Onomatopoetic Lexicon
Sun 2007-02-25 15:22:22 (single post)
  • 1,535 words (if poetry, lines) long

Thunk - the sound of a 15,000-word RTF attachment hitting my editor's inbox at 8:00 AM on the morning of a much-extended (for reasons mostly to do with scheduling interviews) deadline morning.

Zzzzz - the sounds emanating from the bedroom shortly thereafter and for most of the day. Week, in fact. Most of the week. When I crash, I crash hard.

Whizz - the sound of the February 28 deadline for Shimmer's "Pirate" issue approaching with great velocity, in flagrant disregard for my state of crashiness.

Vroom! - Me, shifting into high-speed productivity mode with regard to that and everything else I'd temporaily shelved during the freelance project (a prospective freelance web design assignment, a continuing novel critique, and all sorts of fictioneering in addition to the short story.

...Better late than never, right?

Bonus terminology: Damn you, wench! And I mean that in the nicest possible way... - Me, discovering exactly what my friend had done when she said, "You know what? You should totally check out PuzzlePirates.com." Do not, as you value your own real-world productivity, go and do likewise.

OK, well, but if you do, drop me and email and tell me what handle you play on which ocean. I'll invite you to be one of me hearties. Arrr!

Signed,

Ninnybird (Cobalt)
Teshka (Midnight)
Millefleur (Viridian)

Deadlines and Thingies
Thu 2007-02-08 20:41:30 (single post)

Hullo.

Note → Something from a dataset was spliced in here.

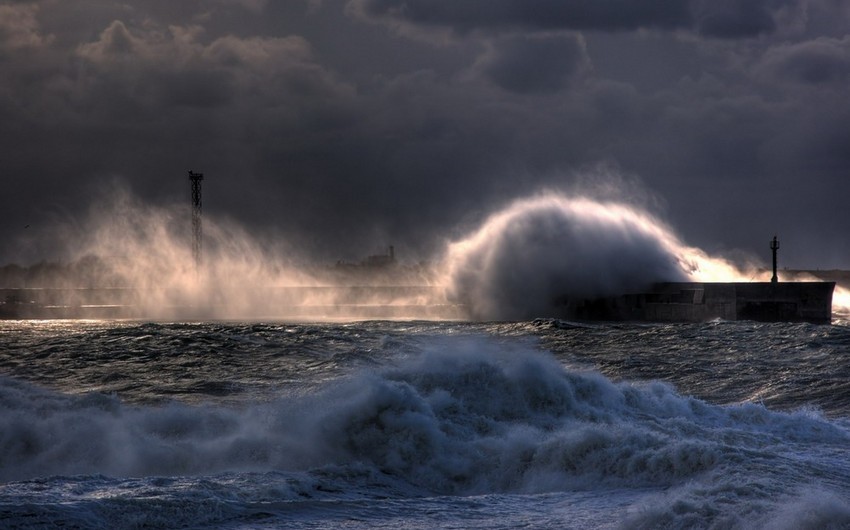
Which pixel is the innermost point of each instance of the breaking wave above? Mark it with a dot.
(468, 417)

Not dead. The short story's on hold for a few days, though--dangit--so I can meet a paying deadline. So I'm going to unload a few links on you. Look sharp, here they come--

Charles Stross on the writer's lifestyle (Via By The Way)

Firstly, forget the romance of the writer's lifestyle and the aesthetic beauty of having a Vocation that calls you to create High Art and lends you total creative control. That's all guff. Any depiction of the way novelists live and work that you see in the popular media is wrong. It's romanticized clap-trap. Here's the skinny:

You are a self-employed business-person. Occasionally you may be half of a partnership — I know a few husband-and-wife teams — but in general novelists are solitary creatures. You work in a service industry where output is proportional to hours spent working per person, and where it is very difficult to subcontract work out to hirelings unless you are rich, famous, and have had thirty years of seniority in which to build up a loyal customer base. So you eat or starve on the basis of your ability to put your bum in a chair and write. BIC or die, that's the first rule.

The Tightrope Walker blog on writing what you love (via retterson)

But I've seen other writers, just as excellent, back away because -- although they're clearly packed taut with talent -- they think there's some bar there, some Berlin Wall of the mind -- basically, a big sign at the end of a nowhere road that says, "Anything you try to write will be lifeless. Boring. A canteen of sand in the desert. Don't even try."

To them I say: potato chips.

Hmm. I may have linked that latter one before. It feels familiar. ...Oh, well. Enjoy.

Also, for those of y'all subscribed to my RSS feed via LiveJournal (you would do that by adding nicolejleboeuf to your Friends list) yes, yes I know that there's something fishy about the timestamps coming off my Metroblogging posts. There's a six- or seven-hour diff between the time on the post itself to the time on the post summary that shows up on LJ. At some point, probably after Monday, I'll look into that. 'Til then, pretend it's an exciting adventure in time travel. Yay!